Tel Aviv reste prisée pour l’investissement locatif et les biens de prestige, notamment dans le Vieux Nord et Neve Tzedek, avec une demande pour des projets grand standing près du front de mer. Malgré une baisse des prix sur un an, offrant une fenêtre d’achat pour des budgets limités, Bat Yam émerge comme alternative côtière plus abordable grâce à de nouveaux projets et sa proximité avec Tel Aviv.
Pour les familles francophones et anglophones envisageant une installation à moyen terme, plusieurs villes côtières ou périurbaines se détachent. Netanya, qui avait totalisé 169 achats étrangers en 2025, retrouve en 2026 la première place pour les acheteurs français, grâce à son littoral et à une communauté francophone bien implantée. Ra’anana, Herzliya et Ashdod figurent également parmi les destinations privilégiées, même si Ashdod enregistre un volume d’achats plus modéré en début d’année.
Un marché de transition où les acheteurs solvables gardent l’avantage
L’ensemble de ces indicateurs confirme que 2026 constitue une année de transition pour l’immobilier israélien.

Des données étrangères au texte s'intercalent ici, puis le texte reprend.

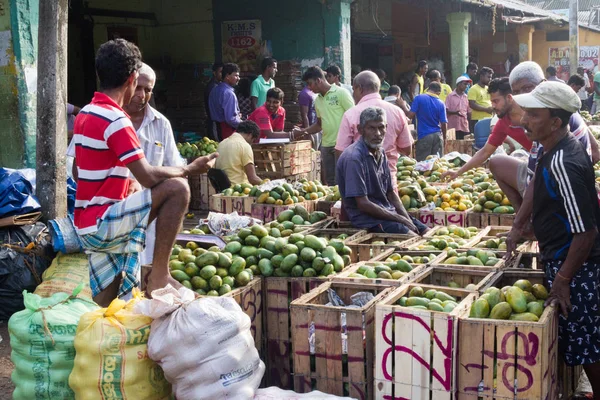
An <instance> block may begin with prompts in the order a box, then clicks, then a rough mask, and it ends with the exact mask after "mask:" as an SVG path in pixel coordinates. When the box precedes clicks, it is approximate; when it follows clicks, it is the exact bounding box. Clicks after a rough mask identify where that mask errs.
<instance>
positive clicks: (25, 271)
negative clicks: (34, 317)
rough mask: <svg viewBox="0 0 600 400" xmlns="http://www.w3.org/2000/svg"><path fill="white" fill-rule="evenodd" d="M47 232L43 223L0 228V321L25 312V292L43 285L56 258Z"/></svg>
mask: <svg viewBox="0 0 600 400" xmlns="http://www.w3.org/2000/svg"><path fill="white" fill-rule="evenodd" d="M46 232H47V231H46V225H44V224H43V223H41V222H37V223H35V224H33V225H23V226H17V227H7V228H0V304H1V305H2V307H0V320H3V321H6V320H8V319H9V318H10V316H11V315H12V314H13V313H15V312H17V311H20V310H22V309H23V307H24V306H23V295H22V293H23V290H27V291H28V292H33V291H34V290H35V288H36V286H37V285H38V284H39V283H40V282H42V273H43V272H44V271H45V270H46V268H48V266H49V265H50V263H51V262H52V259H53V258H54V252H53V251H52V246H51V245H50V244H49V243H48V242H47V241H46ZM3 245H9V246H3ZM63 291H65V290H63Z"/></svg>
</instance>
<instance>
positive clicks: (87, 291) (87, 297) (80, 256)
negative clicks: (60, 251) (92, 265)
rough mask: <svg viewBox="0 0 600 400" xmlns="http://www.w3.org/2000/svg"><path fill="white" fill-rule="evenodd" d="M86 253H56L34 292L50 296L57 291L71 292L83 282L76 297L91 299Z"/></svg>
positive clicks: (59, 291)
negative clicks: (54, 257) (52, 259)
mask: <svg viewBox="0 0 600 400" xmlns="http://www.w3.org/2000/svg"><path fill="white" fill-rule="evenodd" d="M89 264H90V263H89V258H88V255H87V254H84V253H75V254H62V253H58V254H57V255H56V257H55V258H54V260H52V264H50V267H49V268H48V269H47V270H46V271H44V274H43V275H42V283H40V284H39V285H38V287H37V288H36V289H35V292H34V293H35V294H37V295H40V296H42V297H50V296H52V295H53V294H55V293H59V292H72V291H73V290H74V289H75V288H76V287H78V286H79V285H81V284H83V285H84V288H83V289H82V290H81V292H79V294H78V295H77V297H83V298H87V299H90V300H91V299H92V298H93V296H92V289H91V288H90V269H89Z"/></svg>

D’un côté, la hausse du shekel, le durcissement de la fiscalité et les limites de crédit pour les non-résidents compliquent la tâche des investisseurs internationaux, en particulier américains. De l’autre, la baisse des prix, les stocks importants de logements neufs et les facilités de paiement offertes par les promoteurs créent un environnement propice à la négociation pour les Acheteurs étrangers : Opportunités sur le marché immobilier israélien.
Les candidats à l’Aliyah ou les familles fuyant l’antisémitisme peuvent profiter d’un marché temporairement affaibli, notamment via des fonds propres importants ou des crédits bancaires locaux. Toutefois, la vigueur du shekel et la rigueur fiscale limitent ce mouvement, et seule une détente monétaire ou réglementaire pourrait redynamiser les achats étrangers.